Рука обвила ее талию до странности уверенно – это так не вязалось с его хрупкими чертами.

– Пожалуйста, присядьте.

В колени ей ткнулась металлическая кромка стула, она упала на сиденье и только тогда поняла, насколько близка к обмороку. В руки ей сунули бокал с бренди.

– Не надо.

– Это испытанное, хотя и несколько старомодное средство от обмороков.

К ней вернулось чувство юмора, и она выпрямилась на стуле.

– А я достаточно старомодна, чтобы знать, насколько сейчас рано для бренди.

И с изумлением увидела, как малиновая волна разлилась по его лицу, а рыжие ресницы опустились, чтобы скрыть досаду, промелькнувшую в этих фиалковых глазах. Тахион поспешно забрал бокал и поставил его подальше от них обоих, как будто навсегда отказывался от спиртного.

– Вы правы. И Кристалис тоже права. Еще слишком рано, чтобы напиваться. Чего бы вы хотели?

– Какой-нибудь фруктовый сок. Я… я только что поняла, что сегодня с утра выпила всего лишь чашку кофе.

– Ну, это совершенно никуда не годится, но дело легко поправимо. Секунду.

Он вскочил со стула и бросился во «Дворец».

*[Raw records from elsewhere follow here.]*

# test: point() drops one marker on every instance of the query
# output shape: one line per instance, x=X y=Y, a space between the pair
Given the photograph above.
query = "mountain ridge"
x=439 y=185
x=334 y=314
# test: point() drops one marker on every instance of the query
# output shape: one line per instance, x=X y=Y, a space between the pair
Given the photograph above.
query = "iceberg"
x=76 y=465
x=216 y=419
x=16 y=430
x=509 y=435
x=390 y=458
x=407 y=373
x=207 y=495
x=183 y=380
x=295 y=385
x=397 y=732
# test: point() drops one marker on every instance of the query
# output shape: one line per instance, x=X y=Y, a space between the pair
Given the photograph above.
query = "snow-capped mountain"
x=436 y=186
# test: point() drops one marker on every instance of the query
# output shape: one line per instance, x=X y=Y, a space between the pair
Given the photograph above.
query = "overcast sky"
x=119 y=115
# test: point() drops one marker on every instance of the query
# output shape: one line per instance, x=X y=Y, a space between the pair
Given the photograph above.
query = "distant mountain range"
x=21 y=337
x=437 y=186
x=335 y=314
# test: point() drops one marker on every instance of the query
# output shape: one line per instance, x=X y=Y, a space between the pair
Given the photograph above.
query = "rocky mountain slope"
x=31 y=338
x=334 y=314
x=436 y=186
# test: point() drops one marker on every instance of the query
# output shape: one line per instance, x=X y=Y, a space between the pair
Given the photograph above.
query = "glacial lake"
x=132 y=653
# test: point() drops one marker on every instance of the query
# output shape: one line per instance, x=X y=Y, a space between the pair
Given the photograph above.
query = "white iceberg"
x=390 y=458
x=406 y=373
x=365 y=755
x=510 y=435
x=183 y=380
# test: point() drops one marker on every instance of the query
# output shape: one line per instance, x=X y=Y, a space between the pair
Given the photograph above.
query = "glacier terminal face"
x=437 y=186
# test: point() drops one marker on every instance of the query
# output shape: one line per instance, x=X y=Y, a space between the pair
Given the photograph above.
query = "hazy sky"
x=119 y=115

Рулетка уткнулась лбом в руку и попыталась переосмыслить все происходящее – или, пожалуй, впервые за все это время серьезно задумалась. Человек, который разрушил ее жизнь, до этой минуты оставался для нее расплывчатым образом. Например, она совершенно не представляла себе, что он такой маленький, что у него такая ласковая улыбка и такие старомодно-изысканные манеры, которые были бы уместны скорее в какой-нибудь гостиной восемнадцатого века.

«А Гитлер любил детей и маленьких зверюшек, – напомнила она себе. Ее взгляд остановился на одном из игроков в футбол, маленьком мальчике, чье непомерно раздутое тело держалось на тоненьких перепончатых ножках, – он радостно захлопал похожими скорее на пингвиньи крылья руками, когда забили мяч. – Его злодеяние слишком чудовищно, и его гибель облегчит не только мои страдания».

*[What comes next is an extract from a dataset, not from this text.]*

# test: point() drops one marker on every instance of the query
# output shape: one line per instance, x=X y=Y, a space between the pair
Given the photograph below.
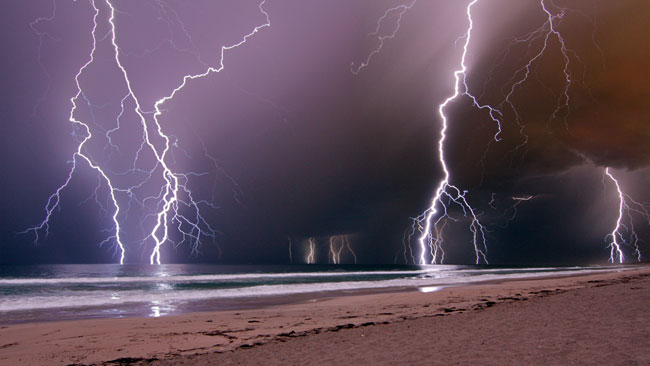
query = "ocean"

Такисианин вернулся и поставил перед ней стакан с апельсиновым соком. Он смотрел, как она пьет, откинувшись на спинку стула. Молчание, казалось, ничуть не тяготило его; такие мужчины встречались ей нечасто. Большинству требовалось, чтобы женщина рядом с ними щебетала не переставая – это придавало им ощущение собственной значительности.

– Лучше?

– Намного.

– Поскольку мы, по-видимому, незнакомы… Меня зовут доктор Тахион.

– Рулетка Браун-Роксбери.

– Рулетка, – повторил он немного на французский манер. – Необычное имя.

Она повертела стакан, оставив на столе запотевший круг.

– Это целая история. – Она подняла голову и обнаружила, что его глаза с пугающим интересом прикованы к ее лицу. – У моей матери была аллергия на большинство контрацептивных средств, так что моим родителям пришлось пользоваться методом безопасных дней. Папа говорил – это все равно, что играть в русскую рулетку. Когда неизбежное все-таки произошло, они решили назвать меня Рулеткой.

– Очаровательно. Имена должны что-то говорить о своих хозяевах или об их происхождении. Они – как семейная история, которая растет с каждым последующим поколением. Простите… я чем-то вас обидел?

Рулетка заставила себя напустить спокойствие на лицо.

– Нет-нет, ничуть.

Она принялась разглядывать мокрое кольцо от стакана на столе, и между ними установилось все то же непринужденное молчание, в котором крики ребятишек и стук молотков стали казаться громче.

– Доктор…

– Мадам…

Оба заговорили одновременно и тут же смущенно умолкли.

– Пожалуйста. – Она сделала приглашающий жест рукой, – Говорите.